では、アスリートが多数出演したトークバラエティの中で、最も視聴者が注目したシーンに出演していたアスリートは誰だったのか。『サンドのパリ五輪総集編メダリストが最速大集合!』(テレビ朝日)、『くりぃむしちゅーの!THEレジェンドSP』(日本テレビ)、『生ジャンクSPORTS浜田も緊急ノープラン渡仏SP』(フジテレビ)の3番組について、毎分別視聴データからそれぞれ注目度が高かったシーントップ3を特定してみた。

  • トークバラエティでの高注目度アスリートランキング

結果、3番組の中で最も高い注目度を獲得したシーンは『くりぃむしちゅーの!THEレジェンドSP』の21時57分~58分。出演していたのは「初老ジャパン」という愛称で親しまれた総合馬術団体のメンバーたちだった。

平均年齢41.5歳、最高齢48歳という異色のメンバーが、92年ぶりに銅メダルを獲得した総合馬術チーム。彼らが自らを「初老ジャパン」と名付けたエピソードは、多くの視聴者の興味をひいた。年齢を重ねてなお挑戦し続ける姿勢と、自虐的なユーモアが、幅広い世代の共感を呼んだのだろう。

『生ジャンクSPORTS』でウルフ アロンにくぎづけ

また、目を引くのは柔道のウルフ アロン選手の注目度の高さ。特に『生ジャンクSPORTS』では注目度上位3つのシーンすべてにウルフ選手が登場していた。親しみやすいキャラクターとタレントに負けないトーク力が視聴者をくぎづけにしたのだろう。ウルフ選手を中心に、柔道日本代表チームの仲の良さがうかがえ、その結果『生ジャンク』では上位3つのシーンすべてが柔道メンバーにまつわるトークだった。

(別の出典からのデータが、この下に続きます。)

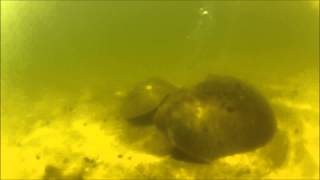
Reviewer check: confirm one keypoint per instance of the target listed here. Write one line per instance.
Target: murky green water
(57, 56)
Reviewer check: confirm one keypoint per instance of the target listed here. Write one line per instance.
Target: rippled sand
(59, 136)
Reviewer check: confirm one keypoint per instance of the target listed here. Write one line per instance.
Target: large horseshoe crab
(219, 116)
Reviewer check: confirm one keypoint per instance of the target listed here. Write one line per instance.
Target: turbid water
(66, 68)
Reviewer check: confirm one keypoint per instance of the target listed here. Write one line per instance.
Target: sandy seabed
(82, 137)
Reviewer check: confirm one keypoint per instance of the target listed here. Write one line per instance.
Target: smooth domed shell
(219, 116)
(141, 102)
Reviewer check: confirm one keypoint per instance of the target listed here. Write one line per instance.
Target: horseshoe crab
(219, 116)
(141, 102)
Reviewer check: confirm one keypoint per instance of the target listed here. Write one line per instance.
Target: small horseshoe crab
(140, 104)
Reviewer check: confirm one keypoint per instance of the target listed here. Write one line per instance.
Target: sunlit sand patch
(81, 137)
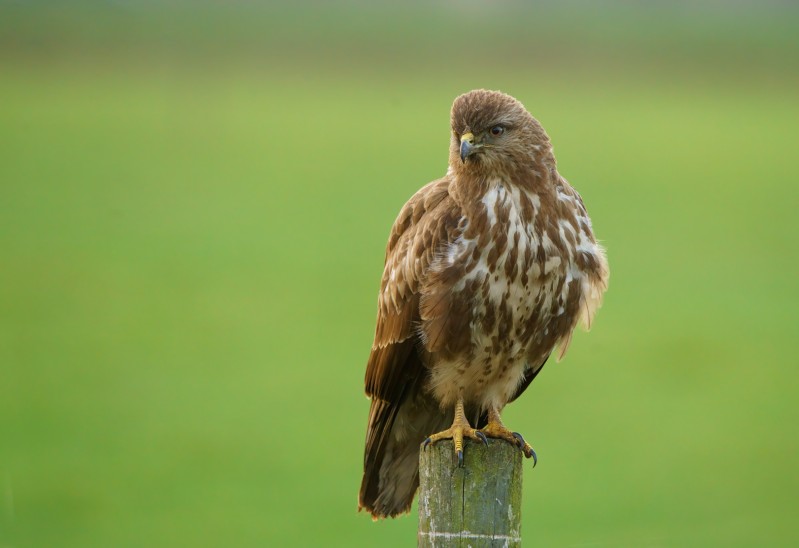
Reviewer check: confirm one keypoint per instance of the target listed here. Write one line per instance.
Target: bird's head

視聴者は、こうした番組を通じてアスリートの人間的な魅力に触れ、競技への理解と感動をさらに深めることができる。パリ五輪という熱狂が終わった後も、これらのトーク番組を通じてアスリートの新たな一面を楽しむ機会が増えることで、スポーツを身近に感じ、引き続き関心を持つきっかけとなるはずだ。